The grown-up Marcel finds himself in the same position as his younger self from the beginning of the film: in a room full of hats on the floor. The elderly Marcel visits the young Marcel and tells him of his love for Albertine and Gilberte. We then find both young Marcel and old Marcel travelling through different spaces in time throughout his life. Their last destination is the beach. We are read a quote from the sculptor Salvini: “My life has been a series of extraordinary adventures. To revisit them would only make me sadder. I’d rather use my remaining time to review my last work, Divine Nemesis, otherwise known as The Triumph of Death. So it was. Soon after, the Angel of Death returned to announce the end of his time of grace. 'What a paradox!' exclaimed Salvini. 'You gave me enough time to revisit my whole life, which lasted sixty-three years. The same length of time was too short to review an object I made in 3 months.' In this work is all of your life and the life of all men,' the Angel replied. 'To review it would take an eternity.'” We end with the present day Marcel walking towards the younger Marcel on the beach.

==Reception==
===Release and awards===
Le Temps Retrouvé was released in France on 16 May 1999. The film was one of the nominations for the 2000 César Award for Best Costume Design.
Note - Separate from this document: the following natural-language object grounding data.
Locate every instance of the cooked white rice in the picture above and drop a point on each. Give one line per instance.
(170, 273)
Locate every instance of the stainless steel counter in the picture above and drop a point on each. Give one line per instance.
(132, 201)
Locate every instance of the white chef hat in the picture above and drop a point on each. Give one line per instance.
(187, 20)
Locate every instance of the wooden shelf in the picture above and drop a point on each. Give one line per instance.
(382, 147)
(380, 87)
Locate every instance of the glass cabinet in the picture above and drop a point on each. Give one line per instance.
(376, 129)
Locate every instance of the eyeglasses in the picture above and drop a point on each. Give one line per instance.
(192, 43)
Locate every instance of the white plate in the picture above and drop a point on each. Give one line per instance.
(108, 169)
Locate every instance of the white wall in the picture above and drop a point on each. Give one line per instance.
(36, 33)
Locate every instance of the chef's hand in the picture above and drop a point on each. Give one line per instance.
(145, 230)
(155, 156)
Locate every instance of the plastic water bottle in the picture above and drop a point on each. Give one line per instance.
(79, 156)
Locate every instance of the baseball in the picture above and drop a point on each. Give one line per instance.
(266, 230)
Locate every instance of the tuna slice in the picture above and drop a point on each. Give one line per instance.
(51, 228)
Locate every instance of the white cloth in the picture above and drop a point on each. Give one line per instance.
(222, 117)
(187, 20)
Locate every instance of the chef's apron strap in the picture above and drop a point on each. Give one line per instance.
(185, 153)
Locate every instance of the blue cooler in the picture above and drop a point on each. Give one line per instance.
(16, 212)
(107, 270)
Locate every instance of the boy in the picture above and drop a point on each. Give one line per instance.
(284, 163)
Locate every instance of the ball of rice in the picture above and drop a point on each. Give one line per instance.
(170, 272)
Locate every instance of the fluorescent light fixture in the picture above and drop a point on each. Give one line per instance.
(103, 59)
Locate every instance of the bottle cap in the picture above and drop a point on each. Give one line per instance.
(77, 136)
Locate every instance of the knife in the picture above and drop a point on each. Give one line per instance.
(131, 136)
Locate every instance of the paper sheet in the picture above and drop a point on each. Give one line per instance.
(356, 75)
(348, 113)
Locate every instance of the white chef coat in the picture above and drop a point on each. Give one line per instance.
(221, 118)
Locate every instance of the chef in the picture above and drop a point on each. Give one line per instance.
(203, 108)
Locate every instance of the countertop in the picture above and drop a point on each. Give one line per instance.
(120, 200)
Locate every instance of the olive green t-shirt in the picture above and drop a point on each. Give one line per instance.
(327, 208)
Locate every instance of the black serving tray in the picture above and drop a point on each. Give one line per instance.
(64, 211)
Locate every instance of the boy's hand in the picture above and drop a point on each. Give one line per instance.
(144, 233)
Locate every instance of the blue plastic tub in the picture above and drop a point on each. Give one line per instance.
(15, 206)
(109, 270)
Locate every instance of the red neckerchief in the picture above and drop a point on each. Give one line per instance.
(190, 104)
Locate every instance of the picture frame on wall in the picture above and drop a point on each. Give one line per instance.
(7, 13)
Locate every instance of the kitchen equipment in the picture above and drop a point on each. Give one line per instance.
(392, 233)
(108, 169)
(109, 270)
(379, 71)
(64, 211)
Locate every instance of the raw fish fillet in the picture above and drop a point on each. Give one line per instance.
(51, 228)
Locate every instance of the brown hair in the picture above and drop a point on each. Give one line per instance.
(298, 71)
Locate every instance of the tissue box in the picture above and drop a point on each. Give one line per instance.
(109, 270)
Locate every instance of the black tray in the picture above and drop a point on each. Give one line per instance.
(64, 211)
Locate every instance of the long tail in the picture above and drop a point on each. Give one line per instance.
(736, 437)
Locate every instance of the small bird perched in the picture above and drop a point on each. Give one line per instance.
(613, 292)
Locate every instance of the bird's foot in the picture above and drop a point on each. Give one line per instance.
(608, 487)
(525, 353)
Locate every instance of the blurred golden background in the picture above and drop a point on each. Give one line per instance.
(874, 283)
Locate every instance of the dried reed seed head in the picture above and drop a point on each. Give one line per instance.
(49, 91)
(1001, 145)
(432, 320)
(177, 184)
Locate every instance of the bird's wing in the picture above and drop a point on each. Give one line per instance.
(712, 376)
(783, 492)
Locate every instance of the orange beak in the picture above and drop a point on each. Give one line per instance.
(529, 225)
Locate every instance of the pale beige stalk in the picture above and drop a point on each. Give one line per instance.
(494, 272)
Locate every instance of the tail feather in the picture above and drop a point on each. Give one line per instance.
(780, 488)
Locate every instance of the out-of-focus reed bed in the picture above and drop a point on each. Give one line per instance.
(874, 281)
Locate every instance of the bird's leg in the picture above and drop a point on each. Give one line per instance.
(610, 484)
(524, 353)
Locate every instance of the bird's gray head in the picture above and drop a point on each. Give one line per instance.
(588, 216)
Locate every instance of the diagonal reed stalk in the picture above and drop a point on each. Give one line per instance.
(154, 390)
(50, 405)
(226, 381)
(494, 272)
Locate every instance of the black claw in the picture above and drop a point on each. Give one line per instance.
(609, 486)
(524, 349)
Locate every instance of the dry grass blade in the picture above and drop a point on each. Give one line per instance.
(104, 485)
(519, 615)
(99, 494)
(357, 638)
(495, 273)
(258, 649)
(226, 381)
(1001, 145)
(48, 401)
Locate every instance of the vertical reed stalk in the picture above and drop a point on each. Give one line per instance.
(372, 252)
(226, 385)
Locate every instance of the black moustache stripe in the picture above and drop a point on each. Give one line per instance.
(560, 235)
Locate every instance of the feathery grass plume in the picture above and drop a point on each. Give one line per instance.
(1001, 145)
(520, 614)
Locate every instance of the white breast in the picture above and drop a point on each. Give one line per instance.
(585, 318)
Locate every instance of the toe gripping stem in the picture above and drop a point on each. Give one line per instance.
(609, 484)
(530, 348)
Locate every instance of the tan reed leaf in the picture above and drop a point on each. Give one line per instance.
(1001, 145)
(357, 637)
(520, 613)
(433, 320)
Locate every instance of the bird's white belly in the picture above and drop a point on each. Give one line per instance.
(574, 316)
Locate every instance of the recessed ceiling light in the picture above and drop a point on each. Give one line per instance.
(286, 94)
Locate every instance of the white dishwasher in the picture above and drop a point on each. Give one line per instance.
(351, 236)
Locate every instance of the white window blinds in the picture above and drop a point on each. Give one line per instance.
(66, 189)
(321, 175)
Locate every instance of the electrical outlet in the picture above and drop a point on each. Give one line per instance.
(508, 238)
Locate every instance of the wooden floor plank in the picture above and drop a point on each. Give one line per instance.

The budget for this film was about $10.4 million, however its gross income from box office amounted to about $4.5 million.

===Critical reception===
The film was featured at the retrospective commemoration which was held at Lincoln Center at the end of 2016 which ran during the week ending December 22. As stated by Richard Brody of The New Yorker at that time: "[The film] is also a triumph of classical cinematic values, reviving Proust's era with an obsessive attention to detail: the trim of mustaches and the cut of collars, a cortege of umbrellas straight out of a painting by Renoir, and hypnotically opulent furnishings seemingly borrowed from movies of the era. Many of Ruiz's films... involve tricks of time and memory; working with Proust, Ruiz seems to mind-meld with him, raising his own artistry to exquisite new heights." Frédéric Bonnaud describes Time Regained as "a film of old fashioned illusionism." The New York Times article goes on to say that if there had been any reward for the film, it would have been for sheer ambition. Many thought that it was risky to create a film of this work as the book did not exactly tell a story, but brought the readers around in circles. Roger Ebert praised the film noting that "It is not about memories but memory. Yours, mine, Proust's. Memory is what makes us human. Without it, we would be trapped in the moving dot of time as it slides through our lives." Anthony Lane wrote that Proust "was not fond of the cinema; but if he, and not merely his work, were alive today, he might well change his mind." The film has a 72% critic approval rating on Rotten Tomatoes.